Similarly, $B \cong Tor_2B \oplus Tor_3B \oplus  \dots \mathbb{Z}_k$ (where k is prime). And this sum for both $A$ and $B$ must be finite, because inifinitely many torsion parts would imply that $A$ and $B$ are not finitely generated or finite. We essentially want to show that $$0 \rightarrow Tor_{odd}A \rightarrow Tor_{odd}B \rightarrow 0$$ By the definition of exact sequences, we know that $\varphi$ is a homomorphism, which would imply that $$ker\varphi \cong 0 \text{ or } \mathbb{Z}_2$$
$$\Rightarrow ker \varphi \cap Tor_{odd} A = 0$$
And $$ Tor_{odd}B \subseteq ker \varphi $$
As if $$\exists \sigma \neq x \in Tor_{odd}B : \psi(x) = 1 \in \mathbb{Z}_2$$
Which should give that $$\mathbb{Z} \psi(x) = 0$ = \psi(2x) = \psi(x + x) = \psi(x) + \psi(x) = 0.$$
And I feel as though I'm almost getting to the implication that odd torsion $\rightarrow 0$, but I'm missing some steps. Any help would be much appreciated!
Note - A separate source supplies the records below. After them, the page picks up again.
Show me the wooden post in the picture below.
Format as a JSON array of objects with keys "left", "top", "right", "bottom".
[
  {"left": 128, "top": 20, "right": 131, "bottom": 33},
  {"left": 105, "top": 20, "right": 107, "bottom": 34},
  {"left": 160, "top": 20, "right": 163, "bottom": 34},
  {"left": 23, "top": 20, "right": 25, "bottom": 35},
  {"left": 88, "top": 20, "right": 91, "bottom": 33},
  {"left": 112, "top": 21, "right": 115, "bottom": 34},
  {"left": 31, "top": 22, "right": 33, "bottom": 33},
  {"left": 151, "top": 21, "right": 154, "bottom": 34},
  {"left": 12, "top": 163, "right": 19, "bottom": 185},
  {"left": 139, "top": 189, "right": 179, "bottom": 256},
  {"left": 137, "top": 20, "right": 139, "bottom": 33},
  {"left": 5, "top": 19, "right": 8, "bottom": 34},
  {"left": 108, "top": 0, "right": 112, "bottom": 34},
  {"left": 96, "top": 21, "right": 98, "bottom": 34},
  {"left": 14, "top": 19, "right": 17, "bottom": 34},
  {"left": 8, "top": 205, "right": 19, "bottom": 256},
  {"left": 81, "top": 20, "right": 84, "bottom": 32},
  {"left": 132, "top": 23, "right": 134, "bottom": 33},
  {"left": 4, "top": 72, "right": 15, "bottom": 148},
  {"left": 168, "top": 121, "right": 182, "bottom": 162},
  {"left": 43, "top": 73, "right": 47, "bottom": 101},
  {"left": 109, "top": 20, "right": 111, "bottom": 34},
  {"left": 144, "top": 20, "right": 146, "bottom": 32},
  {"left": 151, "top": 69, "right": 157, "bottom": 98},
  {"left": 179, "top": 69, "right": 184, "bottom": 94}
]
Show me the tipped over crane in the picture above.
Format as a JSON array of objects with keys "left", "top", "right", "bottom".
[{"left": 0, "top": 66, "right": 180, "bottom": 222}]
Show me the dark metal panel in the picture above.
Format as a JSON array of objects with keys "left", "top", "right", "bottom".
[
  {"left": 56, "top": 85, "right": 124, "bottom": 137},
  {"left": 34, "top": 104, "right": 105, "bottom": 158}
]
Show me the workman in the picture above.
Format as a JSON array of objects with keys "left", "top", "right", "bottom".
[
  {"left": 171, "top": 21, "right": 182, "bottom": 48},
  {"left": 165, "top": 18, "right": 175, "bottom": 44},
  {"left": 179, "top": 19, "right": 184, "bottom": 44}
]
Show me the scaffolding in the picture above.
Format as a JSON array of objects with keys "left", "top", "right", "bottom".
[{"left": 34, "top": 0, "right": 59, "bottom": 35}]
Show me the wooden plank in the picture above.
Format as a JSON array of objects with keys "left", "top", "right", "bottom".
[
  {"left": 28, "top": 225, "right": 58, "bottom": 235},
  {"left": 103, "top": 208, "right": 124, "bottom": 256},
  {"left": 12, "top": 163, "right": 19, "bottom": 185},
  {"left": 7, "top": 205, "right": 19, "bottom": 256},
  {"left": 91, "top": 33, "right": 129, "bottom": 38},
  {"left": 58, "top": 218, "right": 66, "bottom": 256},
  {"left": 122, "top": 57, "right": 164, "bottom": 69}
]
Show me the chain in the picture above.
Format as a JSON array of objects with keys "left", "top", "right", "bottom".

 A: Your first formula isn't a short exact sequence; I assume you mean to say that
$$0 \to C_2 \rightarrow A \xrightarrow{\varphi} B \xrightarrow{\psi} C_2 \to 0 $$
is a (long) exact sequence, where I've switched to $C_n$ for the cyclic group on $n$ elements.
Proving the odd torsion is the same is easy; the ring $\mathbb{Z}[\frac{1}{2}]$ of all rational numbers whose denominator is a power of $2$ has a flat additive group, so that you get an exact sequence
$$0 \to C_2 \otimes \mathbb{Z}[\tfrac{1}{2}] \rightarrow A \otimes \mathbb{Z}[\tfrac{1}{2}]\xrightarrow{\varphi} B \otimes \mathbb{Z}[\tfrac{1}{2}]\xrightarrow{\psi} C_2 \otimes \mathbb{Z}[\tfrac{1}{2}]\to 0 $$
Since all the groups are torsion groups, this tensor product simply kills off the even torsion, so the result is an exact sequence
$$0 \to 0 \rightarrow A_{\text{odd}} \xrightarrow{\varphi} B_\text{odd}  \xrightarrow{\psi} 0 \to 0 $$
Your conjecture about the even torsion is false. Consider the direct sum of the two exact sequences
$$ \begin{matrix} 0 &\to& C_2 &\xrightarrow{\cdot 1}& C_2 &\to& 0
\\ & & 0 &\to& C_2 &\xrightarrow{\cdot 2}& C_4 &\xrightarrow{\cdot 1}& C_2 &\to& 0 \end{matrix} $$
The result is an exact sequence of the desired form, with $A = C_2 \oplus C_2$ and $B = C_4$.